Winkel warned that politicians are engaging in a “breathtaking denial of reality” when it comes to financing pensions. “We have been experiencing a pension boom for years,” said the CDU politician. “Since 2010, these have increased by 32 percent in western and 47 percent in eastern Germany. Now the next increase of 4.57 percent is on the horizon,” he criticized. According to Winkel’s proposal, the pension increase this year would have been smaller. Pensioners in Germany will receive a 4.57 percent increase in their salaries as of July 1st. The Social Democratic Federal Labor Minister Hubertus Heil explicitly pointed out that the pension adjustment was “significantly” above the inflation rate. This is good news for pensioners.

Pension expert sees generational conflict coming

The pension expert Bernd Raffelhüschen also criticized that the traffic light’s pension policy was at the expense of the young generation: “Hubertus Heil is an advocate for the old generation – and not the young ones. There is no trace of intergenerational fairness in the sense of equal treatment here,” the economics professor told the newspapers Funke Media Group. The economist fears a generational conflict because “our children” will not be able to “shoulder the massive increases in contributions” in the long term. At some point, acceptance of pay-as-you-go pensions will dwindle. “Then we get an intergenerational distribution conflict that we have to solve in a way that is fair to the polluter.”

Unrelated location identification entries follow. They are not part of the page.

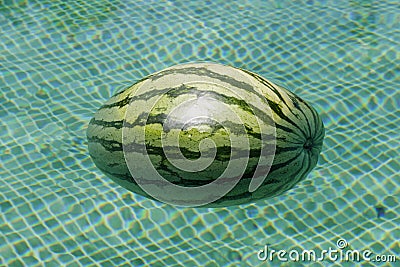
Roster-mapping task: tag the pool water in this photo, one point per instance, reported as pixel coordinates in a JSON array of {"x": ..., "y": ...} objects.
[{"x": 60, "y": 61}]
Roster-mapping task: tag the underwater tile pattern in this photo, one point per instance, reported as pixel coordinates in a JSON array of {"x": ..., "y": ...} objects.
[{"x": 60, "y": 61}]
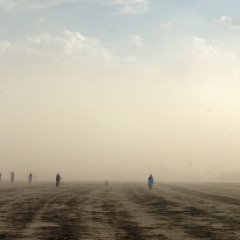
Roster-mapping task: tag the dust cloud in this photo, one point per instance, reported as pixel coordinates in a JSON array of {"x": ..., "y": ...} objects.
[{"x": 121, "y": 123}]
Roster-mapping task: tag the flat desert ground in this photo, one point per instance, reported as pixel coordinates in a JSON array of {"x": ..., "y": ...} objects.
[{"x": 119, "y": 211}]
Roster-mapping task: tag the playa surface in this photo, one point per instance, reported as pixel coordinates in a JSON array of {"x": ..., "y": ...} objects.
[{"x": 119, "y": 211}]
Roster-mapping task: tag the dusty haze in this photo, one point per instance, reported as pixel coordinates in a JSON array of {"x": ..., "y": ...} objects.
[{"x": 120, "y": 104}]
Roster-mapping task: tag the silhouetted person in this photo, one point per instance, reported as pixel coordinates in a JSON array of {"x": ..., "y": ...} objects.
[
  {"x": 30, "y": 177},
  {"x": 150, "y": 181},
  {"x": 58, "y": 179},
  {"x": 12, "y": 175}
]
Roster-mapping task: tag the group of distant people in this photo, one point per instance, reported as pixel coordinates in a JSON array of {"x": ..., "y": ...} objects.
[
  {"x": 30, "y": 176},
  {"x": 58, "y": 179}
]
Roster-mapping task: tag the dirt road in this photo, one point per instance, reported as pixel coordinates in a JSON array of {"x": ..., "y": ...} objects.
[{"x": 119, "y": 211}]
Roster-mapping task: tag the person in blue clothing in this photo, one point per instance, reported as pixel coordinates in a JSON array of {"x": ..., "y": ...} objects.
[{"x": 150, "y": 181}]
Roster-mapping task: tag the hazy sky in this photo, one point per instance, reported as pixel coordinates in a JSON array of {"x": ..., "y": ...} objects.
[{"x": 119, "y": 89}]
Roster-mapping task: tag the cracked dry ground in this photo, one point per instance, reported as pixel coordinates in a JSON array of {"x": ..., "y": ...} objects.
[{"x": 119, "y": 211}]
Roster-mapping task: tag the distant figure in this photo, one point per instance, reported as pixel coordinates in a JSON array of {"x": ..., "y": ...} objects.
[
  {"x": 30, "y": 177},
  {"x": 150, "y": 181},
  {"x": 12, "y": 175},
  {"x": 58, "y": 179}
]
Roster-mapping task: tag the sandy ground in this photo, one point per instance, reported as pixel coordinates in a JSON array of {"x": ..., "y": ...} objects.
[{"x": 119, "y": 211}]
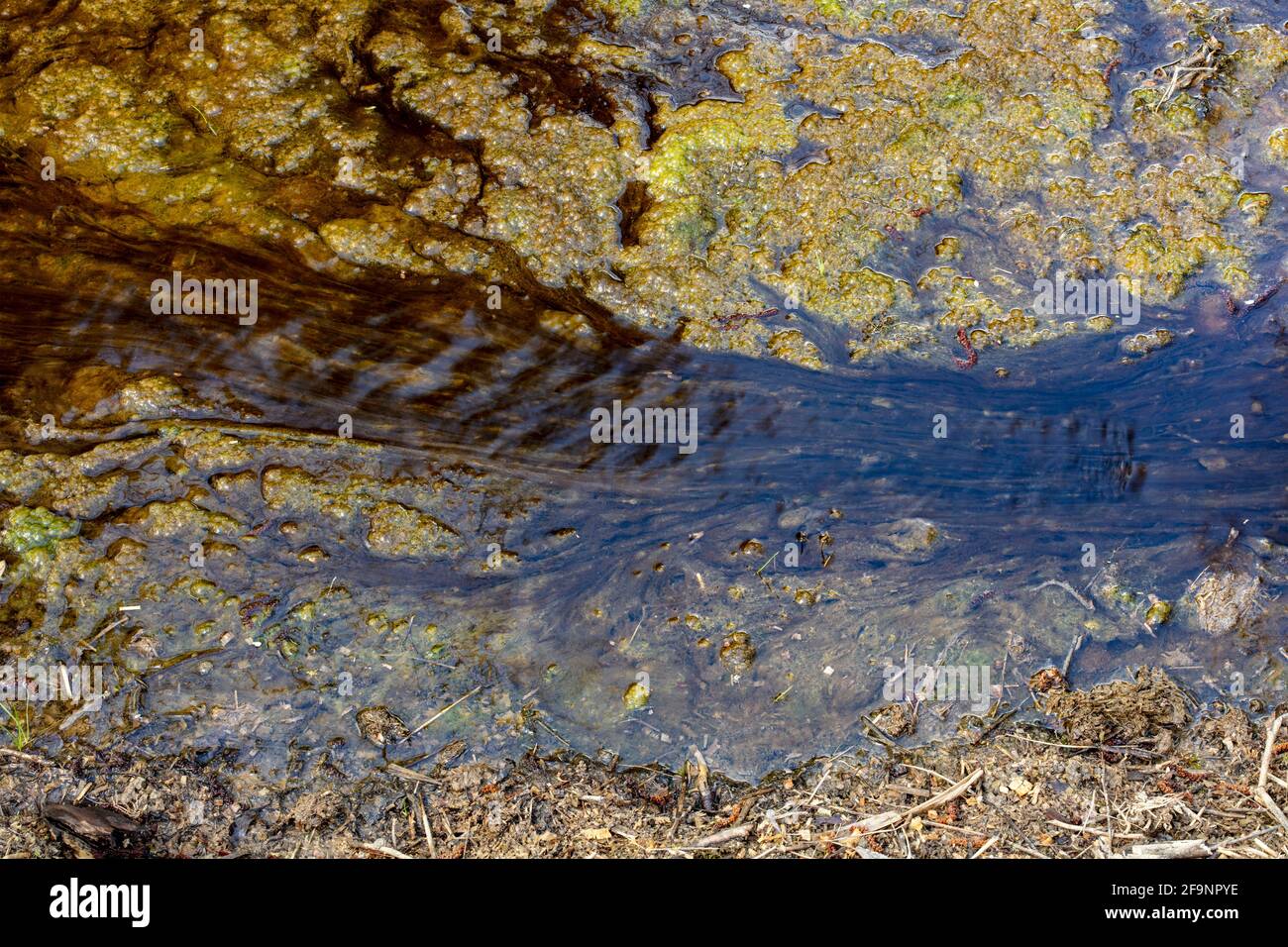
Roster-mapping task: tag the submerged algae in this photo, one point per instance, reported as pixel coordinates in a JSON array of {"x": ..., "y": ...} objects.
[{"x": 393, "y": 138}]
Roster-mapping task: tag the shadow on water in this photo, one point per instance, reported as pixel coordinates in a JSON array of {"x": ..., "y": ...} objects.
[{"x": 674, "y": 553}]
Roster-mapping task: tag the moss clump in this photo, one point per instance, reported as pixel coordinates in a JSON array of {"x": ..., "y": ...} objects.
[{"x": 26, "y": 528}]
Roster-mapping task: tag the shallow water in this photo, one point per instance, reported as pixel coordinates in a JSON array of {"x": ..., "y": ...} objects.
[{"x": 614, "y": 564}]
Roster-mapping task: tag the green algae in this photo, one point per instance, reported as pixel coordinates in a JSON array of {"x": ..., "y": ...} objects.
[
  {"x": 271, "y": 132},
  {"x": 26, "y": 530}
]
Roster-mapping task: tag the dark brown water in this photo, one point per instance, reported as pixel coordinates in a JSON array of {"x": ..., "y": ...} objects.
[{"x": 621, "y": 564}]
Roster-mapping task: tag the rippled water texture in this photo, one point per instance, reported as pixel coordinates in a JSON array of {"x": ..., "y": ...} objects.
[{"x": 384, "y": 492}]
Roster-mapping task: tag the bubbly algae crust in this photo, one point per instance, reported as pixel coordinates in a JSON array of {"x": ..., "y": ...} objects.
[{"x": 879, "y": 172}]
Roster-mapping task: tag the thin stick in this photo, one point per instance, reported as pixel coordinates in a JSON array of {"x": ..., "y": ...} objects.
[{"x": 443, "y": 711}]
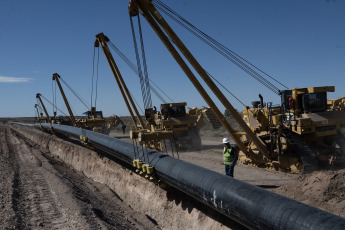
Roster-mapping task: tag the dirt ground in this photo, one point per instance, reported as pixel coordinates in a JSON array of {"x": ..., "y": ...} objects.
[
  {"x": 49, "y": 183},
  {"x": 211, "y": 157},
  {"x": 321, "y": 189},
  {"x": 39, "y": 191}
]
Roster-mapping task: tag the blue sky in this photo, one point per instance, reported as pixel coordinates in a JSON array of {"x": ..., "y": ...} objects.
[{"x": 299, "y": 42}]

“The cause is the baby boomers who have not had enough offspring,” said Raffelhüschen. “In concrete terms, this means that the baby boomers will have to work longer. The retirement age must be increased as quickly as possible. The contribution must be set at a specific rate. Women must work more in full-time employment. In addition, immigration must be controlled according to qualifications.”

In the equal increase in pensions in East and West there is only apparent equality. “The pension earnings points in East and West are not the same, but are actually higher in the East. East German pensioners who worked in the GDR receive higher pensions than people in similar jobs in the West,” Raffelhüschen told the newspapers.